2. The second special ground of the amended motion complains of the refusal of the court to grant a mistrial because of certain documents being allowed by the solicitor-general to be left in view of the jury, the same being divorce petitions involving the accused, which allegedly put his character in issue. These documents were not allowed in evidence and, on objection of the defendant's counsel, the court instructed the solicitor-general to remove them from the jury's view. There is no evidence that the jury read the documents or was in any way influenced by them, and they were not allowed in evidence; hence, we see no error in this ground, and it is, accordingly, without merit.
3. The third special ground complains of evidence introduced without objection as to the reputation of the deceased for good character on the basis that the defendant was forbidden by the rules of evidence to attack the character of the deceased; and for the court to allow this evidence in the record was highly prejudicial, and the court should have excluded it without objection. While the movant attempts to show certain objections, which it is claimed were, in effect, objections to this evidence, they fail to amount to objections to the evidence of good character, and to present any question for determination by this court. See Smith v. State, 192 Ga. 713 (2a) ( 16 S.E.2d 543); Savage v. State, 209 Ga. 374 (1) ( 72 S.E.2d 715), and citations therein. The defendant attempted to show that the deceased, who was a married man, was an adulterer and an interloper breaking up the marriage of the accused; and the evidence complained of was clearly admissible to counteract any such defense, and this ground is wholly without merit. Crawley v. State, 137 Ga. 777 (1) ( 74 S.E. 537).

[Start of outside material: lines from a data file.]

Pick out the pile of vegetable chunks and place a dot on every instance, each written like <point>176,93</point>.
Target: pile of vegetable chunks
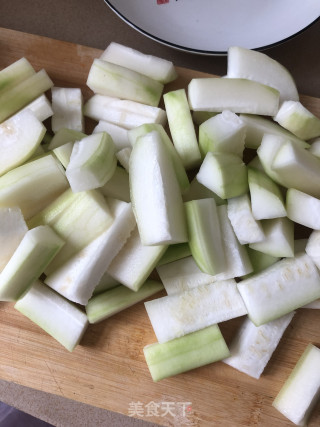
<point>211,204</point>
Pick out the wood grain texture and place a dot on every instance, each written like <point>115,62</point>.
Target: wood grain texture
<point>108,369</point>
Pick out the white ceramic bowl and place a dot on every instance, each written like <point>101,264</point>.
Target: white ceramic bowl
<point>210,27</point>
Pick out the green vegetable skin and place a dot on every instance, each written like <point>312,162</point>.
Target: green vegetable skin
<point>36,250</point>
<point>112,301</point>
<point>228,174</point>
<point>182,354</point>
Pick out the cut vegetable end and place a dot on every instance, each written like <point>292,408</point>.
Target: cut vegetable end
<point>183,354</point>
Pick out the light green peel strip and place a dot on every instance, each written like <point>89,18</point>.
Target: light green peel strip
<point>188,352</point>
<point>113,301</point>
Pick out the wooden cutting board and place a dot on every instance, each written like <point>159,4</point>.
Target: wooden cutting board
<point>108,369</point>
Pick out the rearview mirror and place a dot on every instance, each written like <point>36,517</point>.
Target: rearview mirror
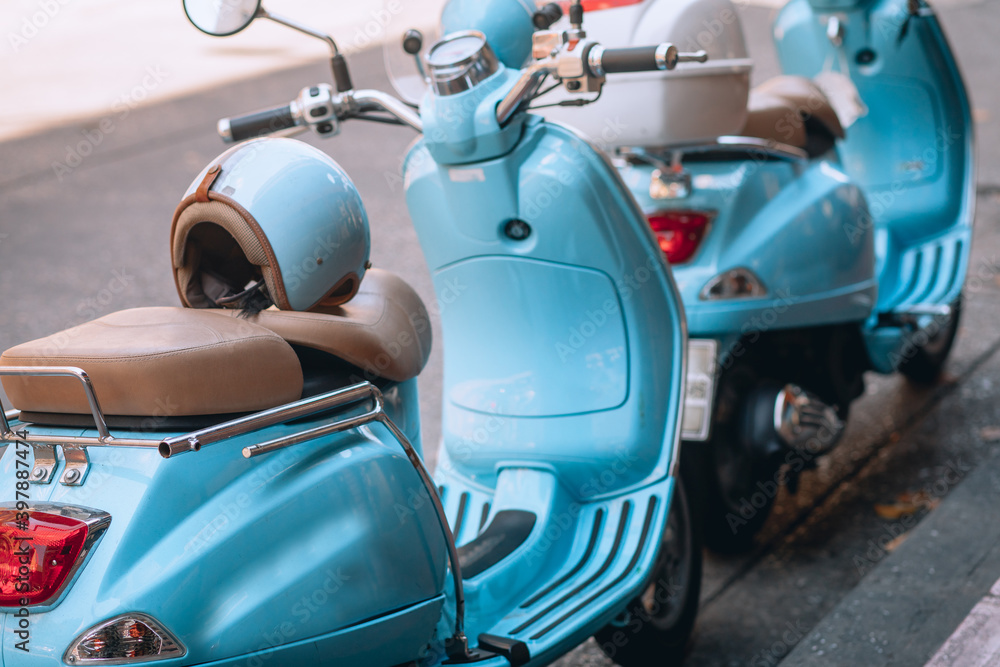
<point>221,18</point>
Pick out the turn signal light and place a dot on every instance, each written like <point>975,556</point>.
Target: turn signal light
<point>38,552</point>
<point>679,233</point>
<point>123,640</point>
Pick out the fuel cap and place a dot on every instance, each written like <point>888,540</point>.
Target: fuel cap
<point>460,62</point>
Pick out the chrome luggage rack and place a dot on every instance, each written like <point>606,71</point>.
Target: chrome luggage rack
<point>74,447</point>
<point>78,463</point>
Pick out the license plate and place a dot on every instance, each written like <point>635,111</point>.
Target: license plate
<point>699,391</point>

4. The fourth and fifth special grounds complain of the court's failure to give a request to charge on voluntary and involuntary manslaughter. There was no evidence in the record from which the jury could have determined that the accused was guilty of either of these lesser crimes, and the court did not err in refusing to thus charge. See Channell v. State, 109 Ga. 150, 153 ( 34 S.E. 353); Cooper v. State, 197 Ga. 611 (1) ( 30 S.E.2d 177).
5. Under the rule that a request to charge "must be correct and even perfect" ( Lewis v. State, 196 Ga. 755 (3), 27 S.E.2d 659), the court did not err in refusing to charge the written request, which states that a presumption of innocence should be considered "as evidence of the defendant's innocence and constitutes a substantial defense for the defendant." See McBurnett v. State, 206 Ga. 59 (2) ( 55 S.E.2d 598); Randall v. State, 210 Ga. 435 (1a) ( 80 S.E.2d 695). The court amply covered in the charge given the presumption of innocence in favor of the accused, and the ground complaining of the failure to charge the written request is wholly without merit.
( a) Grounds 10, 11, 12, 14, and 15, all complaining of the court's failure to charge, are, for the same reason as that given above, without merit, in that said written requests are either argumentative, without evidence to support the same, or imperfect.
6. The thirteenth special ground is without merit, since there was no evidence showing any intimacy in the presence of the husband from which he might infer that a criminal act of intimacy was just over or about to begin, the evidence being merely that his wife, who was separated from him, was sitting at a table in a restaurant with the deceased at the time of the shooting; and the court did not err in refusing to charge as thus requested, as there was no evidence requiring the court to charge that the defendant could have attacked the deceased for intimacy with his wife in his presence. See Mays v. State, 88 Ga. 399, 403 ( 14 S.E. 560); Channell v. State, 109 Ga. 150, 153, supra.
7. The evidence was sufficient to support the verdict, and the general grounds are also without merit. For the reasons stated above, the court did not err in denying the motion for new trial as amended.
Judgment affirmed. All the Justices concur.